Getting Over Tom by Abigail Thomas ’59. If you have read anything I have written about Abigail Thomas, you know that I am a fan. I want to read everything she has written. This book of short stories, the first volume she published, probes the subtleties and complexities of being part of families that, in their own ways, are unhappy. The various females voices, telling their stories, are frank and observant; their naivete makes them vulnerable. Being about the same age as Abigail, I recognize the culture of teens and young adults in the late fifties and early sixties where much of what we cared about was shrouded in silence or alluded to only in hushed whispers.

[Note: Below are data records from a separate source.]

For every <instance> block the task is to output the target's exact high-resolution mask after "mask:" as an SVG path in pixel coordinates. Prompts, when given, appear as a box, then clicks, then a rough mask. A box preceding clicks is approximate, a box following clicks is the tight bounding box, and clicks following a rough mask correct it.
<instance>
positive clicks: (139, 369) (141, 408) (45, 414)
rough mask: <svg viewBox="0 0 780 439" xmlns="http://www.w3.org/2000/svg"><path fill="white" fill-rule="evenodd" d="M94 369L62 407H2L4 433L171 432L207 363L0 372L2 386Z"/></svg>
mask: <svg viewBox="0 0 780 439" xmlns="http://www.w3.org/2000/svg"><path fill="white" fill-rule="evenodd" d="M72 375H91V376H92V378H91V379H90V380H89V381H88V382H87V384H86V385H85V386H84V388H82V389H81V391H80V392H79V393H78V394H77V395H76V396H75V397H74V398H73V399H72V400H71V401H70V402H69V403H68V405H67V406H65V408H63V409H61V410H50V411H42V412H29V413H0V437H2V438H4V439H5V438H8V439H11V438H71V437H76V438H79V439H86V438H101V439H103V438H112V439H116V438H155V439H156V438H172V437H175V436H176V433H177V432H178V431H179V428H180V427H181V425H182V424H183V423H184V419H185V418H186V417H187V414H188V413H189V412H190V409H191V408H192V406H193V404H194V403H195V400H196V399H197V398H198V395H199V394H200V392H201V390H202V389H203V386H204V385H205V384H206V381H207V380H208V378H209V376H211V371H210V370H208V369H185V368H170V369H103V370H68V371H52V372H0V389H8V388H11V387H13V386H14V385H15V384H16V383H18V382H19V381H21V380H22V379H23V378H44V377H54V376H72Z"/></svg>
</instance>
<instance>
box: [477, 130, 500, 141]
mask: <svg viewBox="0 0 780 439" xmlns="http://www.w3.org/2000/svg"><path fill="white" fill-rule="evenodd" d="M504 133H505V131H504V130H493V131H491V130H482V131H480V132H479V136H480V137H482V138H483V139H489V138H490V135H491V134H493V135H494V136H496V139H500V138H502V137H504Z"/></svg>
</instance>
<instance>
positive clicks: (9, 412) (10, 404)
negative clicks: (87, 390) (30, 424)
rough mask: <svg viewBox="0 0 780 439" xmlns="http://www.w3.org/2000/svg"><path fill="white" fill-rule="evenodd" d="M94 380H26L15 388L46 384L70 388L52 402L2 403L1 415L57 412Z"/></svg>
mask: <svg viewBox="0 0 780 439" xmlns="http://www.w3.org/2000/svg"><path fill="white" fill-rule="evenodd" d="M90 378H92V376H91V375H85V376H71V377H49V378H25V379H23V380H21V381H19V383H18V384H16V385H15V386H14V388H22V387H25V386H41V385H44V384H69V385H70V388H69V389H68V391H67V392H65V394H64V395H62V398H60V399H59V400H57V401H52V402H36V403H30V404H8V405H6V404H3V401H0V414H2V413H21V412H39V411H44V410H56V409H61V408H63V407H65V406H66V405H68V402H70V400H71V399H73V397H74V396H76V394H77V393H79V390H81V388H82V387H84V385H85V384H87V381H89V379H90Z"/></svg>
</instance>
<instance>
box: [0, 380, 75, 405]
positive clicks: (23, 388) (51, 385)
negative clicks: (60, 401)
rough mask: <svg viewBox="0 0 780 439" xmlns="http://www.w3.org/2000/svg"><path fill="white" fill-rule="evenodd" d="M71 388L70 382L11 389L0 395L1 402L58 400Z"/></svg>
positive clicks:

These girls are on their own to figure out how to get on with the business of life.
Touches of magical realism, which sometimes veer toward the grotesque and sometimes toward whimsy, enliven the stories. Uncle Peach commits suicide by shooting off both ears in a rowboat. Buddy’s greatest work is his artistic rendering of the universe on the very pregnant stomach of his wife. She can tell when he is working on Pegasus, and a wing birthmark turns up on the newborn baby.
The final story, from which this collection takes its name, “Getting Over Tom,” is less about Tom than about fiction writing itself, particularly how life becomes art. Here there are three Louises: the Louise who writes the stories, the Louise whose lived experience is fodder for the stories, and the fictional Louise, who makes it onto the page. The interplay, particularly between Louise 1 and Louise 2, opens a window onto how writers transform life into fiction. More important than what really happened is what the title tells us. It appears that you can write your way out of heartbreak. The last image of the book is of Louise dancing with herself. I guess the three faces of Louise are pretty much over Tom.